The Past Runs Ahead

Joelle Luo

Joelle Luo

Third Place | Age 13-17 category | Spring into Poetry Contest 2025 | San José Public Library

I'm from dirt-streaked fingers and grass-stained knees, 
from skateboards lined up against the fence. 
I exist in the in-between, 
accompanied by cricket songs,  
my backyard endless, 
too young to be trusted with certainty, 
too old to feign ignorance. 
 
They call it growing up, 
but it feels more like erosion– 
I trace the past in calloused palms, 
hands that knew the sting of gravel, 
knees that wore the stories of summer falls– 
shedding versions of myself 
before I have the chance to know them. 
 
My childhood lingers in the corners of my room, 
dog-eared storybooks, bedtime whispers, and warm quilts, 
reminding me, "Be home before the streetlights flicker," 
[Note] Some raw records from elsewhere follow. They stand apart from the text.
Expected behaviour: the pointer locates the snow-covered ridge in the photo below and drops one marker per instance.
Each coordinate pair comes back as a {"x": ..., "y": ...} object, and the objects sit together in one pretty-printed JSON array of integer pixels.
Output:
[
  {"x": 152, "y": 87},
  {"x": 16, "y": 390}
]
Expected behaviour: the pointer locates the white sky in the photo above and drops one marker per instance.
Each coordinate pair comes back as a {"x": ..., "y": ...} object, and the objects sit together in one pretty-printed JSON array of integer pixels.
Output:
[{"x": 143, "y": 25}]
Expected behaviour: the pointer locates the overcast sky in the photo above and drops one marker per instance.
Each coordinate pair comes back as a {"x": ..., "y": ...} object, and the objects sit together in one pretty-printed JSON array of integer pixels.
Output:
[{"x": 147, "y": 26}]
and "Always say please and thank you." 
My old playlists echo through my headphones, 
memories stitched into frayed denim, 
despite the way I sometimes miss things 
I swore I couldn't wait to leave behind. 
 
I tell myself I've grown up, 
but nostalgia guides the compass 
for wherever I'm headed next. 
 
I had a friend who once moved in step with me, 
whispered dares; 
our hands nicked by fences, 
the sweet drip of melting popsicles glistened, 
staining my fingers, bright on her tongue. 
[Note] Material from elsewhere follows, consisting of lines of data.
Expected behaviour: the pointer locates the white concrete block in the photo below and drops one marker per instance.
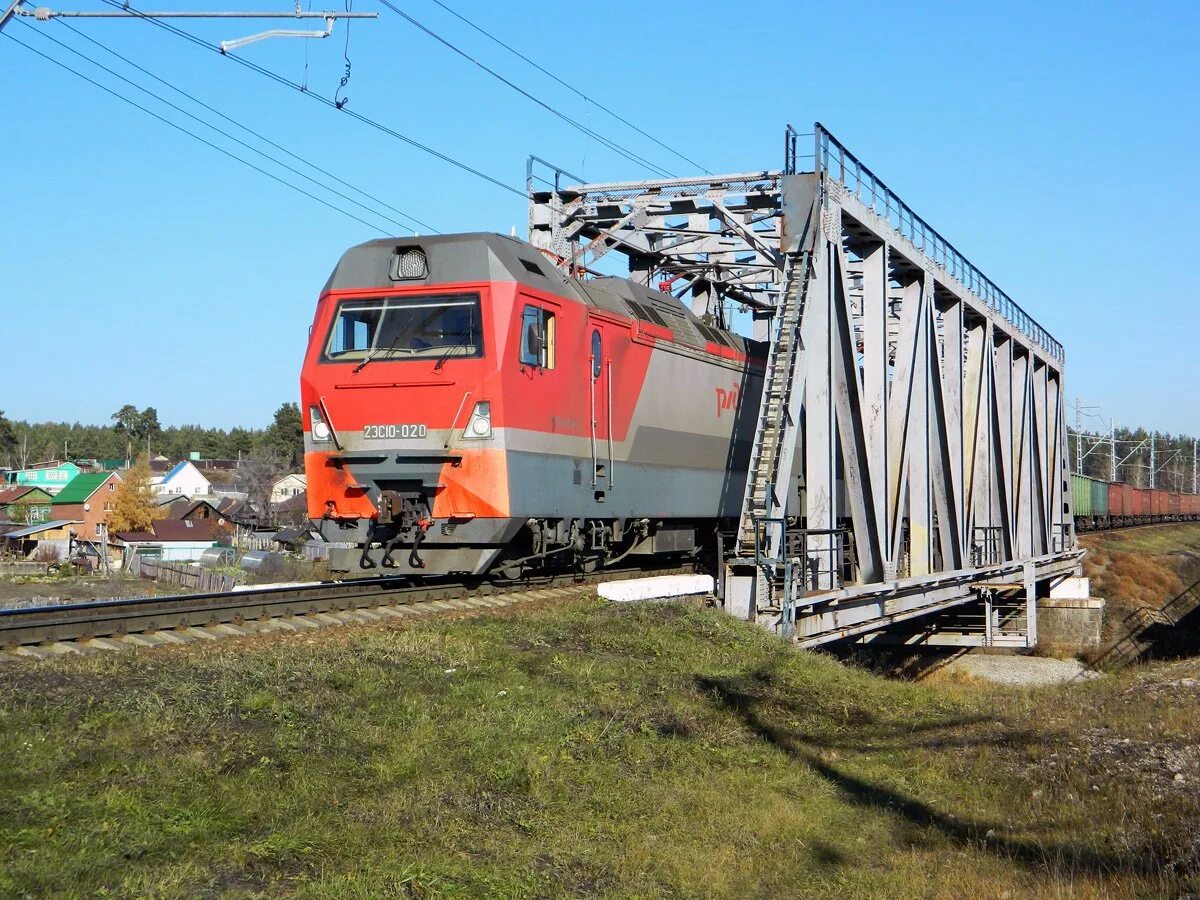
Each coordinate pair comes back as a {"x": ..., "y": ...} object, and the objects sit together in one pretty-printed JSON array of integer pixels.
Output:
[
  {"x": 1071, "y": 589},
  {"x": 655, "y": 588}
]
Our lives were woven together by familiarity, 
by the unspoken ease of never questioning belonging. 
 
From triumphant bike races flying fast on uneven pavement, 
to summers smelling of sunscreen and creek water, 
time slowly unraveled what we once believed was unbreakable. 
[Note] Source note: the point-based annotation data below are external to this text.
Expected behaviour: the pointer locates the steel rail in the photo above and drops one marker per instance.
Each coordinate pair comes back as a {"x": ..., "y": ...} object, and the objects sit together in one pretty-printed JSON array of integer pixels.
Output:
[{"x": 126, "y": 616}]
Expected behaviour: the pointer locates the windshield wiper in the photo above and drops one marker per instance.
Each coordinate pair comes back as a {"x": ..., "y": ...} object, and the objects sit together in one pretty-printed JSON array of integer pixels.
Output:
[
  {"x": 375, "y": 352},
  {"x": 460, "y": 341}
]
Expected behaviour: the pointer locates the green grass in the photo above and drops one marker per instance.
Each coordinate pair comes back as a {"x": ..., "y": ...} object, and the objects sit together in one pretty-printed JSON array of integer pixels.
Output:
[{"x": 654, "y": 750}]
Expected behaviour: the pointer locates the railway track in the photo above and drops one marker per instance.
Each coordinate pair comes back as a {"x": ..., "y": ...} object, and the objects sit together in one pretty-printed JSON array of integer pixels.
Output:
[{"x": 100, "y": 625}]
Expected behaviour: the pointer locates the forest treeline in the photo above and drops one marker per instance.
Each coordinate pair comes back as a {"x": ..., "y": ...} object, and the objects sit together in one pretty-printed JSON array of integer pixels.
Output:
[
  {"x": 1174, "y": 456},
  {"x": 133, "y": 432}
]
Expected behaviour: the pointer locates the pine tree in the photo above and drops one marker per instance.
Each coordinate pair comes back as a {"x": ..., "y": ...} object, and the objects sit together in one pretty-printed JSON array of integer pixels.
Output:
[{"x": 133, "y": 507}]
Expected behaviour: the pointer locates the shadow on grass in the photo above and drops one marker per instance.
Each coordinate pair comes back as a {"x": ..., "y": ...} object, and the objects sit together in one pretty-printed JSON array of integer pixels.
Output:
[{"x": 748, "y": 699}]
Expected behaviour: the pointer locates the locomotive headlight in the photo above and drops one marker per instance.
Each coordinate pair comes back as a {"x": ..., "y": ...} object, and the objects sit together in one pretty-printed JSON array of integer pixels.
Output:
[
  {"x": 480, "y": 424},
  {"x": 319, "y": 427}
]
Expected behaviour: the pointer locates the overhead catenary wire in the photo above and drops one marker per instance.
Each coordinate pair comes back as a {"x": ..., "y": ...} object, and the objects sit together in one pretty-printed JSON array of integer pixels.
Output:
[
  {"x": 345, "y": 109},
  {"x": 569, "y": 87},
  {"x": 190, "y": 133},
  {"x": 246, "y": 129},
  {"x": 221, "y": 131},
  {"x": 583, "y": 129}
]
Now, she moves as if the past never touched her, 
the wind pulling at her sleeves as she runs, 
fluent in a language I no longer speak. 
I wonder if she ever looks back, 
hearing echoes of the laughter that drifted down the road, 
if she sees me lingering a step behind her, 
or if I am only a shapeless shadow in her peripheral vision. 
 
The future waits, empty of promises, 
time uninterrupted beneath a sky too wide to hold. 
The past is eager to say goodbye. 
I'm from the quiet moments I didn't know to hold onto— 
And I, caught between longing and belonging, 
am from the hum of the world waking up at dawn 
and dust-covered pants shaken clean with a grin.